On her way home from the ER, Shelby wonders if there was ever a year in which spring never came. She sits out on the fire escape to have her dinner, hot and sour soup and shrimp toast. A girl who is cold has only herself to blame. If you have burned a book, don’t complain that there is nothing to read. Shelby has on two sweaters, her raincoat, and a scarf looped around her throat. The weather is cloudy and miserable, but birds have built a nest on the fire escape. Shelby enjoys watching the nesting birds as she recovers. But one pale morning she wakes to find the nest has been abandoned. Some larger bird, perhaps a hawk that is said to circle the neighborhood, has torn it apart. A single blue egg has been left behind. She looks it up in her copy of Birds of America. Her birds would have been robins, another rarity in Manhattan.

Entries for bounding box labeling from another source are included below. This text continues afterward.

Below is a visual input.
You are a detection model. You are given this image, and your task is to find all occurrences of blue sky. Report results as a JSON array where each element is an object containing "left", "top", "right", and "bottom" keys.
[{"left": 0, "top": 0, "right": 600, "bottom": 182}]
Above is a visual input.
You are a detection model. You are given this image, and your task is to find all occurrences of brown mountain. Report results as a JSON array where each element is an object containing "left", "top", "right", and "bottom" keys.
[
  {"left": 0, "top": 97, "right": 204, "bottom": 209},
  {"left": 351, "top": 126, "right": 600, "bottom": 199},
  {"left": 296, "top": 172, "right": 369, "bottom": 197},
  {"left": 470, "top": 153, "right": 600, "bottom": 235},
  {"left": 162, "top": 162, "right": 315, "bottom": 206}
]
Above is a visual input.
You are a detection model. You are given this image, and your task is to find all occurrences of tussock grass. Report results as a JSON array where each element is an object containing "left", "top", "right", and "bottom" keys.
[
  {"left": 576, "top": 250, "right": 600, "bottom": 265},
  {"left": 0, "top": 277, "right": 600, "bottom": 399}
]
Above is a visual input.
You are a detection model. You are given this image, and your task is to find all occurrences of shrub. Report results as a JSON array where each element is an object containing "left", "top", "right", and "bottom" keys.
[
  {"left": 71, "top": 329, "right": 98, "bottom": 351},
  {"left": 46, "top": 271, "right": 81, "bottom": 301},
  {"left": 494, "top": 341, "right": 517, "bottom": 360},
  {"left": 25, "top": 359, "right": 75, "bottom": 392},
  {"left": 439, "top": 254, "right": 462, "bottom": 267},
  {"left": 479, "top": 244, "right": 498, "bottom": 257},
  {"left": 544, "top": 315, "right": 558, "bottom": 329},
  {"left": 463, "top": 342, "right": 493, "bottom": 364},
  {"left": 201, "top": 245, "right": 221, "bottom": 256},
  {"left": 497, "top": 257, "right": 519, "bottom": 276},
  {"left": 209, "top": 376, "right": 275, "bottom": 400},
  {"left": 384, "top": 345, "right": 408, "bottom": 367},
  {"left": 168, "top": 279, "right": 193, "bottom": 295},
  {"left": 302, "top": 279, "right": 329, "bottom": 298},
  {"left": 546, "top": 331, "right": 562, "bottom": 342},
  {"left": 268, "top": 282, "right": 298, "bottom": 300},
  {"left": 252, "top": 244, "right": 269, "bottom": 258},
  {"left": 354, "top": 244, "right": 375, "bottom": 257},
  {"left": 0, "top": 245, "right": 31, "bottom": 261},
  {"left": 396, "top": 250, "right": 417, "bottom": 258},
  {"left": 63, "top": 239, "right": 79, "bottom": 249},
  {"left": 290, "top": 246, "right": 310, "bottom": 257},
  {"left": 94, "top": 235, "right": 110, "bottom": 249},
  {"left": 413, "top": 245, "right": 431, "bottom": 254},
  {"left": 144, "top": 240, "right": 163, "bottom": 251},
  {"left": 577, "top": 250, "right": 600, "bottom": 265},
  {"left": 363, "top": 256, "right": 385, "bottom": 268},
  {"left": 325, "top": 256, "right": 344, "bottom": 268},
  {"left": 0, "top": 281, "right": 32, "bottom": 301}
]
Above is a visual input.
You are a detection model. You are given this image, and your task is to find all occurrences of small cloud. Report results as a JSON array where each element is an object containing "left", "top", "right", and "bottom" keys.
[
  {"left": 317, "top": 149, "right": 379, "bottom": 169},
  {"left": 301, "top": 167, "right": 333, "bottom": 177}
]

This is the weekend when Ben Mink is getting married. Shelby was invited to La Scala restaurant in Huntington for the wedding dinner. Ben is nothing if not gracious, unless you cheat on him behind his back, then he calls you every name in the book and slams out the door so he can cry in the hallway and hold his broken heart in his hands, so damaged and ripped apart it’s clear he’s never coming back. Although Shelby never bothered to RSVP, she’s kept the invitation taped to her refrigerator. She’s torturing herself with it every time she gets something to eat. There is a photograph of Ben and his impossibly beautiful bride-to-be, Ana. Shelby has spent the past week obsessed by wicked thoughts. She is vindictive, even when she’s the guilty party. Perhaps it’s always true that when you wreck your own life you blame everyone else for your misfortune. She wants Ben’s wedding day to be ruined and has imagined dozens of possible scenarios, from lightning strikes to floods. Now her wish has come true. It’s April and it’s snowing. She feels a stab of joy when she wakes to see six inches of powdery white has fallen onto Tenth Avenue. No wonder the robins abandoned their nest. Perhaps Ben should do the same with his marriage. Now the wedding guests will have trouble on the Long Island Expressway. Their cars will skid and swerve, and those who do manage to arrive at the service on time will drag in wearing boots, the hems of their dresses soaking wet.

If she were to go to Ben’s wedding she would cut in during the first dance. She’d have on a long black skirt and hiking boots; she’d be so awkward and bitter no one present would imagine she was Ben’s old girlfriend, the one who dumped him and then regretted it ever after, the way she’s regretted everything in her life. It’s a good day to be alone. She’s horrible company, worse than usual. Even the dogs leave her be. Shelby tries not to think about centerpieces of roses and orchids and a red velvet wedding cake. Ben actually talked about those things to her on drunken evenings when he thought they’d be the couple to be marrying. He wanted to go to Mexico on a honeymoon. He had it all planned.

In the afternoon Shelby walks through the snow to East Third Street. On Ben Mink’s wedding day she finally goes inside the tattoo parlor to mark herself for her sins. She stomps fluffy snow off her boots. Three men are in mid-conversation, which stops dead when they see Shelby. Because of the weather they’re clearly surprised to have a customer, particularly someone like Shelby. She used to resemble a homeless person, someone who could snap, who might have a knife in her pocket. People often crossed the street when they saw her, bald head, torn red sweatshirt, but now, in her Burberry raincoat and new pair of boots, she may look too upscale for her surroundings. All the walls are covered with tattoo patterns, some intricate and tribal, others colorful and traditional. There’s low jazz playing on the radio. The men all have elaborate tattoos. One guy says something to his cohorts, then approaches Shelby. He’s dark and brooding, a large man with a demeanor that can be taken as threatening. He appraises Shelby in a way that makes her feel uncomfortable.

“Just looking?” he says with a scrim of sarcasm.

“I’d like a tattoo.” For some reason Shelby feels judged. Her hackles are up. “Isn’t that what you do?”

“I’ve seen you lurking around before, but you always disappeared.”

Shelby furrows her brow. “I don’t lurk.” Then she thinks of the time the door opened and she managed to avoid a shadowy figure. “Well, maybe sometimes,” she admits.

The artist has dark, liquid eyes, with an intense gaze that goes right through her. “Where do you want it?” he asks. When he sees that she’s puzzled, he grins. In his amused expression she sees the glimmer of another side of him. “The tattoo?”

Shelby has considered her choice for a very long time. “Over my heart.”